I know the Republicans on this board will likely get on my case for saying this, but there are many ways we could have been more diplomatic. Let's take the war crimes tribunal that we are trying to get around signing.

Clinton did what I thought was a very bright thing. He signed it expecting it to never be ratified by our senate. Thus it would be no big deal. While it's in the spotlight, you go along becuase it's got the world's attention. Then when it's old news, you kill it. It winds up on the back page. Clinton did this time and time again. Everybody here will probably call him slick willy and bemoan his lack of honesty, but compare the perception of the U.S. under the two presidencies.

Contrast this with Bush's foreign policy approach which totally comes across as "no I'm not going to do it and you can't make me."

I doubt either president wanted the U.S. as the sole superpower being dragged into peace keeping missions to be put through a farce of a court.
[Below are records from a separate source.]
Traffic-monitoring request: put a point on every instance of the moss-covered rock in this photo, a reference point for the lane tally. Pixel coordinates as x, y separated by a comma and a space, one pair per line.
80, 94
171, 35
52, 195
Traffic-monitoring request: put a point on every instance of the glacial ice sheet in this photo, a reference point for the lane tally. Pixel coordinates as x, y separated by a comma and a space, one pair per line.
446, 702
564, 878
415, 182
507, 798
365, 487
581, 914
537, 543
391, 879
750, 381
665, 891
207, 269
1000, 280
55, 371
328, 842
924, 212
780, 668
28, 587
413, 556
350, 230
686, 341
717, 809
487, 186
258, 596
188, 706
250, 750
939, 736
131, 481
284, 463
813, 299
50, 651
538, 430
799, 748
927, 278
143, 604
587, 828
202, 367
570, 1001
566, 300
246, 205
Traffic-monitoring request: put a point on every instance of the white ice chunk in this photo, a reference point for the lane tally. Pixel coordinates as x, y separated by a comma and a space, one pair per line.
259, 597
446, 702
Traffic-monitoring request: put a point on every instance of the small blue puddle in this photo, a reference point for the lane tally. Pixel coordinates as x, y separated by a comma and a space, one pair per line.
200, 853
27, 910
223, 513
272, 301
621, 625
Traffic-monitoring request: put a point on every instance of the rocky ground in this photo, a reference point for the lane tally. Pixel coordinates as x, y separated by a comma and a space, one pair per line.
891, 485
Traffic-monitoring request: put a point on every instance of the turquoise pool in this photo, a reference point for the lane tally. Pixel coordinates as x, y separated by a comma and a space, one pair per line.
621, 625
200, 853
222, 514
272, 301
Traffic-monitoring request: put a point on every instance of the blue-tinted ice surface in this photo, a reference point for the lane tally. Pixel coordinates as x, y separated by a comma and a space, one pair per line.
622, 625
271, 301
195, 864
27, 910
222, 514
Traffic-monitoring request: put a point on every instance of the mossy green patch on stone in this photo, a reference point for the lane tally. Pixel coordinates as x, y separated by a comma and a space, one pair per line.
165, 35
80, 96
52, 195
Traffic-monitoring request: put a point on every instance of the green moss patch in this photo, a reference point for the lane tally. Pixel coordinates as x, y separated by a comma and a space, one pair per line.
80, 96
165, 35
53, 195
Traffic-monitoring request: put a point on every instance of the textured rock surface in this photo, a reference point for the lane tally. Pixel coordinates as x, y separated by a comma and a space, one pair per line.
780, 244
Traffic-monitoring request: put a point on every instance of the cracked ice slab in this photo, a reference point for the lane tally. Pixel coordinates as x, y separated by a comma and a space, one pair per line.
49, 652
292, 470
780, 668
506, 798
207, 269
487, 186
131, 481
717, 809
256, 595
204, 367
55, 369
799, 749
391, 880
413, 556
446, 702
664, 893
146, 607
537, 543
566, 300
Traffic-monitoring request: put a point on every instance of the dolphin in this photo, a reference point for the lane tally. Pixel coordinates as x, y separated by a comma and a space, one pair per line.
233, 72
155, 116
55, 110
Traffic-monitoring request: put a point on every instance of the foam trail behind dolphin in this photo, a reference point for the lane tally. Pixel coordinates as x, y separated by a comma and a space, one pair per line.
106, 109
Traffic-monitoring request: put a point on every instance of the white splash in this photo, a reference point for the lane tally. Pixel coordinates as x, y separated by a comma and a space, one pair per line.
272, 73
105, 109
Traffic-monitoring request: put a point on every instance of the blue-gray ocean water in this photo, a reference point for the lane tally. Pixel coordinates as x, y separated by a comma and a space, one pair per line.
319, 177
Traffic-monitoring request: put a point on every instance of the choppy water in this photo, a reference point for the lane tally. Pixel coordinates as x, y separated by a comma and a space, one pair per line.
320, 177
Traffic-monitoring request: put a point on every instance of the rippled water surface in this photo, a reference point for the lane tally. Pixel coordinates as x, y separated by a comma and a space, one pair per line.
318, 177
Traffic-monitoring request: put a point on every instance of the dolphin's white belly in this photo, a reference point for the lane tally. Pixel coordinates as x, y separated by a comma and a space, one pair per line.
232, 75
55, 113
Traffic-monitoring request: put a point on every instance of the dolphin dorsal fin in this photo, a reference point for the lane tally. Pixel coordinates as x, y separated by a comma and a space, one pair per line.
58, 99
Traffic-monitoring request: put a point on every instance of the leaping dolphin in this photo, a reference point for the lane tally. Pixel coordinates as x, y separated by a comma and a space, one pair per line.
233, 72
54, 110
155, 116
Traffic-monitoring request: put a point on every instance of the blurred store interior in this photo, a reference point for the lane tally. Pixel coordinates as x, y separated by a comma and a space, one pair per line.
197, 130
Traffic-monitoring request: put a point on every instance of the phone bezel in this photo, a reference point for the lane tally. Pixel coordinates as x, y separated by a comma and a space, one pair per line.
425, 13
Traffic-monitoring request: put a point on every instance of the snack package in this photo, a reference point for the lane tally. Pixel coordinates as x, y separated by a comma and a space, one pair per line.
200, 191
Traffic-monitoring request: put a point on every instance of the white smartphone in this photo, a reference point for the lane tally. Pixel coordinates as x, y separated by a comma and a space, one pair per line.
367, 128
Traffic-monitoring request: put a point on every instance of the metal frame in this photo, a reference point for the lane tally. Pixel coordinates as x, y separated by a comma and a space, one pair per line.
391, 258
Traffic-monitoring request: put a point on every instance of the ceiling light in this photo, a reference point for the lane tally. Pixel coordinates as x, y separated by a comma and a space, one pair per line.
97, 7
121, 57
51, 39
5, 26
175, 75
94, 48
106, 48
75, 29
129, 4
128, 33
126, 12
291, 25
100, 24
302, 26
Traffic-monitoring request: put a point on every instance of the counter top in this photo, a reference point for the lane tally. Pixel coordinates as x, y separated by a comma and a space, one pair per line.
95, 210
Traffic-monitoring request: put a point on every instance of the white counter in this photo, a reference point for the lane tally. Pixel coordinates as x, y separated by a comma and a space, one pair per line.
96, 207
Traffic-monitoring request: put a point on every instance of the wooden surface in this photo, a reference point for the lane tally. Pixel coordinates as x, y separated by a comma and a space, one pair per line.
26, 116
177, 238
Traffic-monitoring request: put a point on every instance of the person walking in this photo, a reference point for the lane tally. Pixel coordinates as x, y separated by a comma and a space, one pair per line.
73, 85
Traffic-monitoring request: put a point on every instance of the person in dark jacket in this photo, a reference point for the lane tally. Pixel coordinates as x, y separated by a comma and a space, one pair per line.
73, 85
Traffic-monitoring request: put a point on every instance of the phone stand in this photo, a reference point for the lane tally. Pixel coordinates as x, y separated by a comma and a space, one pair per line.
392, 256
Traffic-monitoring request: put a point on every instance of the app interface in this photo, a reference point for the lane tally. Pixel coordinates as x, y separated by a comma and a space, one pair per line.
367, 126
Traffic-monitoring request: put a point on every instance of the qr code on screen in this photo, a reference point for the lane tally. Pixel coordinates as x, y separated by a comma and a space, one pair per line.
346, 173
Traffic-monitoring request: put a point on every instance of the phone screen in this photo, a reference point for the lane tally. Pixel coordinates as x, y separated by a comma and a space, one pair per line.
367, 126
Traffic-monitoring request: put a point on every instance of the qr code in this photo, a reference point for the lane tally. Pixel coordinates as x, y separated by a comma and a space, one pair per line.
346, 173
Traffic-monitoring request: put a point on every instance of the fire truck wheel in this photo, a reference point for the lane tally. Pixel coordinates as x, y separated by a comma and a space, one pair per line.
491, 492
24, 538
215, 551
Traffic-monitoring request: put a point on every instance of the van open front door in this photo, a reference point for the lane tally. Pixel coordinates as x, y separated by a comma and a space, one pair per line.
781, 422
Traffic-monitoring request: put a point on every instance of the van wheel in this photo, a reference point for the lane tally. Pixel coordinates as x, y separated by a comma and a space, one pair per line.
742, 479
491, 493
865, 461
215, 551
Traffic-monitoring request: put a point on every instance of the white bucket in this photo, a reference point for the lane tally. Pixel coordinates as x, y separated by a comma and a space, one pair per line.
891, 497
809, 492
The difference is that one presidents approach while underhanded, protected the U.S. image abroad. The other's approach is the straight shooter approach, but unfortunately, our image gets shot for being in the way.

I compare it to my relationship with my girlfriend. There are times where I have to go along to get along. IN fact, I find that sometimes even if I give in occassionaly on stuff that I am right about or have legit reason for, I come out ahead in the long run because my partners peace of mind is a worthwhile comodity too. I'm not sure our foreign policy has put enough value on our partners' peace of mind. We're too concerned with doing what appears right to us.

Don't get me wrong, Clinton didn't actually go along much more than Bush is. He was just better at picking when to argue. Bush has been arguing loudly at a large party while Clinton seemed to always go along while at the party only to say "that's not how it really is" when he got a less public moment. Now ask yourself which approach you'd prefer from your partner.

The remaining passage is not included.